12/19/2007 11:04 pm ET Updated May 25, 2011

The Insider Advantage Crosstabs

For today's puzzle, we have two new polls in Iowa, one from the ABC News/Washington Post partnership and another from the public relations firm InsiderAdvantage. The ABC/Post poll shows both Obama (at 33%) and Clinton (at 29%) significantly ahead of John Edwards (at 20%). The InsiderAdvantage survey -- or at least the result they chose to lead with -- shows that John Edwards (with 30%) has "leapfrogged ahead" of Clinton (26%) and Obama (24%). As our friends at NBC's First Read note, conflicting results like these make it "hard to know what's right or wrong."

Before digging deeper, it is worth highlighting this point from the ABC story:

Applying tighter turnout scenarios can produce anything from a 10-point Obama lead to a 6-point Clinton edge -- evidence of the still-unsettled nature of this contest, two weeks before Iowans gather and caucus. And not only do 33 percent say there's a chance they yet may change their minds, nearly one in five say there's a "good chance" they'll do so.

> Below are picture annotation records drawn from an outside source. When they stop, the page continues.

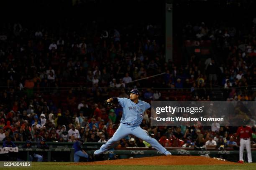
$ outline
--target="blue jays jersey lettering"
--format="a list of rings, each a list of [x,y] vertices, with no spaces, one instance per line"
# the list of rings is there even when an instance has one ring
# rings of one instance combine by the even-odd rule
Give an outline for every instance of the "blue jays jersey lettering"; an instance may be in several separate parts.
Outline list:
[[[133,90],[131,92],[136,94],[138,93],[138,90]],[[172,154],[159,143],[156,139],[149,136],[140,126],[143,119],[144,112],[150,108],[150,105],[140,100],[138,100],[138,102],[136,104],[131,99],[126,98],[117,98],[115,99],[118,99],[119,104],[123,107],[121,123],[113,136],[106,143],[103,144],[100,149],[95,150],[94,154],[97,155],[103,153],[112,147],[113,143],[131,134],[150,144],[161,153],[166,155],[171,155]]]
[[[142,121],[145,110],[150,108],[150,105],[143,101],[138,100],[136,104],[130,99],[117,98],[123,107],[123,115],[120,122],[139,125]]]

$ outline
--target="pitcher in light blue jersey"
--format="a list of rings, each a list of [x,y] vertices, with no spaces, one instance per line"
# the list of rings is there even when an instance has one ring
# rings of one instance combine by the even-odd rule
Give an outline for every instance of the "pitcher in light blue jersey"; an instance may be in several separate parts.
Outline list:
[[[111,148],[113,144],[121,139],[131,134],[150,143],[154,148],[166,155],[172,154],[166,150],[154,138],[152,138],[140,127],[142,121],[144,112],[150,108],[150,105],[143,101],[138,100],[139,92],[137,89],[129,91],[130,99],[113,98],[108,99],[108,102],[118,102],[123,107],[123,115],[118,129],[107,142],[99,150],[94,152],[95,155],[103,153]]]

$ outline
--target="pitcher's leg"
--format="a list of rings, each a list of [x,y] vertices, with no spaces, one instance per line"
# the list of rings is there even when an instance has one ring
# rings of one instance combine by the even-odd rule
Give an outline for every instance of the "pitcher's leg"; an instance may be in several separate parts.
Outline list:
[[[131,134],[131,128],[128,126],[120,125],[113,135],[113,136],[108,140],[108,142],[103,144],[100,149],[94,152],[95,155],[100,154],[111,148],[112,145],[119,141],[121,139]]]
[[[157,142],[156,139],[151,138],[140,127],[133,129],[131,134],[149,143],[152,146],[162,153],[164,153],[166,149]]]
[[[246,148],[247,151],[247,159],[248,159],[248,162],[249,163],[251,163],[252,162],[252,159],[251,158],[251,141],[250,141],[250,139],[247,140],[246,142]]]
[[[243,150],[245,143],[244,140],[242,139],[240,139],[240,147],[239,148],[239,160],[243,160]]]

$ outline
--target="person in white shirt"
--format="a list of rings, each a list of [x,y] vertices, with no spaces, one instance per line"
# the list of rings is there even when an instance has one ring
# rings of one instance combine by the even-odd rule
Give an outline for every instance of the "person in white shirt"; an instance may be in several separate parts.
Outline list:
[[[78,106],[77,106],[77,109],[80,110],[81,108],[83,107],[88,108],[88,105],[87,104],[84,104],[84,100],[82,100],[81,102],[81,103],[79,103],[79,104],[78,105]]]
[[[128,83],[132,81],[132,78],[129,76],[129,74],[128,72],[125,73],[125,77],[123,78],[123,80],[125,83]]]
[[[216,148],[217,142],[213,140],[213,136],[212,135],[210,135],[209,140],[205,142],[205,146],[207,148]]]
[[[70,138],[71,136],[73,135],[75,139],[77,138],[80,138],[80,134],[79,134],[79,131],[77,129],[76,129],[74,125],[72,125],[71,129],[69,129],[68,131],[68,136],[69,138]]]
[[[5,138],[5,134],[3,132],[3,127],[0,127],[0,141],[3,140]]]
[[[57,45],[64,45],[64,40],[62,40],[61,37],[60,37],[59,39],[57,41]]]
[[[49,46],[49,50],[51,50],[52,49],[57,50],[57,45],[54,41],[52,41],[52,43]]]
[[[99,83],[99,79],[97,78],[97,76],[96,75],[93,76],[92,78],[92,84],[95,85],[96,84]]]
[[[220,130],[220,123],[217,122],[215,122],[212,123],[212,132],[218,132]]]
[[[105,139],[105,136],[104,135],[102,135],[100,137],[100,140],[99,140],[98,142],[107,142],[107,141]]]
[[[35,36],[37,37],[43,37],[43,34],[41,31],[38,30],[36,31],[36,33],[35,33]]]
[[[54,77],[54,75],[52,71],[51,71],[50,72],[50,74],[48,75],[48,76],[47,76],[47,78],[48,80],[53,80],[54,81],[54,80],[55,79],[55,78]]]
[[[228,88],[232,87],[232,83],[231,83],[228,79],[226,79],[226,83],[224,85],[225,88]]]
[[[53,70],[52,68],[51,67],[51,66],[49,66],[49,70],[46,70],[46,74],[47,75],[47,76],[50,74],[50,72],[52,72],[52,73],[53,73],[54,76],[55,77],[55,72],[54,71],[54,70]]]
[[[242,78],[242,76],[243,76],[243,72],[242,72],[241,70],[239,71],[239,73],[238,74],[236,75],[236,78],[237,78],[238,80],[240,80]]]
[[[156,90],[153,94],[153,100],[158,100],[160,97],[161,97],[161,93]]]

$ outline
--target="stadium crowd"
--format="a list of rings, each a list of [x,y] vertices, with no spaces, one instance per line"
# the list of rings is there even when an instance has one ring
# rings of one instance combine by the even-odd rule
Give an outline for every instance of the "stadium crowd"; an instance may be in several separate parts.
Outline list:
[[[208,26],[206,22],[184,25],[183,39],[210,40],[224,59],[209,58],[204,70],[199,69],[195,55],[182,65],[165,61],[161,25],[107,28],[93,21],[81,24],[78,30],[75,26],[52,30],[3,24],[0,141],[74,142],[79,138],[105,142],[118,128],[122,110],[106,110],[103,102],[128,98],[131,88],[138,89],[148,102],[211,100],[211,89],[216,87],[225,100],[255,100],[255,20],[247,30]],[[237,127],[151,126],[150,119],[148,110],[141,126],[165,147],[206,145],[220,149],[238,144]],[[255,132],[255,123],[252,128]],[[151,146],[128,136],[117,147]]]

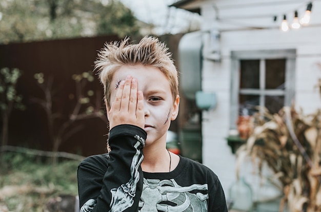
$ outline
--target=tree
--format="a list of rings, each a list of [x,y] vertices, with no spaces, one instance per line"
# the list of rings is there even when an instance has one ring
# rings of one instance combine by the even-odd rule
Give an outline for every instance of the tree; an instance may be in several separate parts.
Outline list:
[[[1,146],[8,144],[9,120],[13,108],[24,110],[21,102],[22,96],[17,93],[16,87],[18,79],[22,75],[18,69],[10,70],[3,68],[0,70],[0,112],[2,119]]]
[[[119,0],[3,0],[0,44],[101,34],[136,36],[136,19]]]
[[[75,83],[76,92],[74,94],[75,102],[67,117],[61,111],[53,109],[54,103],[53,99],[56,92],[53,90],[53,77],[49,76],[46,79],[43,73],[34,75],[38,85],[45,94],[44,98],[33,98],[32,101],[39,105],[46,112],[49,139],[52,143],[52,152],[57,153],[61,145],[66,142],[72,135],[83,128],[80,123],[76,122],[91,118],[99,118],[107,123],[107,117],[102,110],[102,94],[99,91],[95,92],[91,90],[86,90],[86,85],[94,80],[91,71],[80,74],[74,74],[72,78]],[[92,102],[92,97],[95,95],[94,103]],[[54,157],[53,162],[56,163],[57,157]]]

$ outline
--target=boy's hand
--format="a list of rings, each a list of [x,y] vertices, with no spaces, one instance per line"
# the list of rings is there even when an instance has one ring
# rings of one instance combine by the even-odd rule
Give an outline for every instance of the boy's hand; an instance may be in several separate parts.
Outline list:
[[[138,91],[136,79],[127,76],[126,80],[121,82],[108,115],[110,129],[124,124],[134,125],[144,129],[144,96],[143,92]]]

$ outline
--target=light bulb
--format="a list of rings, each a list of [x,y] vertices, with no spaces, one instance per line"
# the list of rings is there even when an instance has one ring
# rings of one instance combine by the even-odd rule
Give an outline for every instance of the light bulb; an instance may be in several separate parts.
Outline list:
[[[292,29],[298,29],[301,25],[299,23],[298,18],[297,18],[297,11],[294,12],[294,18],[293,19],[293,22],[291,25],[291,27]]]
[[[285,15],[283,16],[283,20],[282,20],[282,23],[281,24],[281,30],[284,32],[289,30],[289,25],[288,25],[287,16]]]
[[[307,10],[306,10],[304,15],[301,20],[300,20],[300,23],[301,24],[305,25],[307,25],[310,23],[310,19],[311,18],[311,10],[312,8],[312,3],[310,2],[308,4],[307,6]]]

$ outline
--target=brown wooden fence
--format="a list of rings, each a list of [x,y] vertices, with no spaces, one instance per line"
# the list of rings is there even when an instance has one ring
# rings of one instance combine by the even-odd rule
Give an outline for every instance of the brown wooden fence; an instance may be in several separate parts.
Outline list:
[[[0,68],[17,68],[23,72],[17,89],[26,108],[25,111],[15,110],[11,113],[8,145],[52,150],[53,143],[49,139],[46,114],[32,101],[35,97],[45,98],[34,74],[43,73],[45,80],[49,76],[52,77],[53,111],[62,116],[63,123],[64,117],[68,117],[75,103],[74,99],[71,98],[75,89],[72,76],[92,71],[97,51],[105,42],[118,40],[116,36],[105,36],[0,45]],[[103,88],[95,76],[94,81],[88,83],[86,89],[102,91]],[[83,126],[82,130],[62,143],[58,151],[84,156],[104,153],[106,122],[93,118],[79,121],[76,124]]]

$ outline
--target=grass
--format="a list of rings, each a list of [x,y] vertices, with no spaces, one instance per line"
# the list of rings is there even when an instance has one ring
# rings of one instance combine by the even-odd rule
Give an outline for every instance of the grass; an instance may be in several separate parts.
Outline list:
[[[79,161],[3,153],[0,166],[0,206],[10,211],[46,211],[46,205],[61,195],[78,194]],[[0,210],[1,209],[0,208]]]

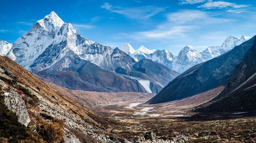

However, I want to pass along some problematic details on the recent InsiderAdvantage polls. One issue is that InsiderAdvantage sometimes conducts surveys using live interviewers, sometimes using an automated interactive voice response (IVR) method (in which respondents answer by pressing buttons on their touch tone phones) and almost never specifying which method they use in their public releases. In this case, I checked with InsiderAdvantage and they confirm that the latest Iowa surveys were done with the automated IVR method.

The second problem is potentially bigger. InsiderAdvantage typically emails us a few pages of cross-tabulations that we have sometimes posted to the site, but which they rarely post to their own site. We did not receive those crosstabulations for today's survey, perhaps because of the story I am about to share. The site RealClearPolitics has posted a more limited version for the Republican and Democratic results.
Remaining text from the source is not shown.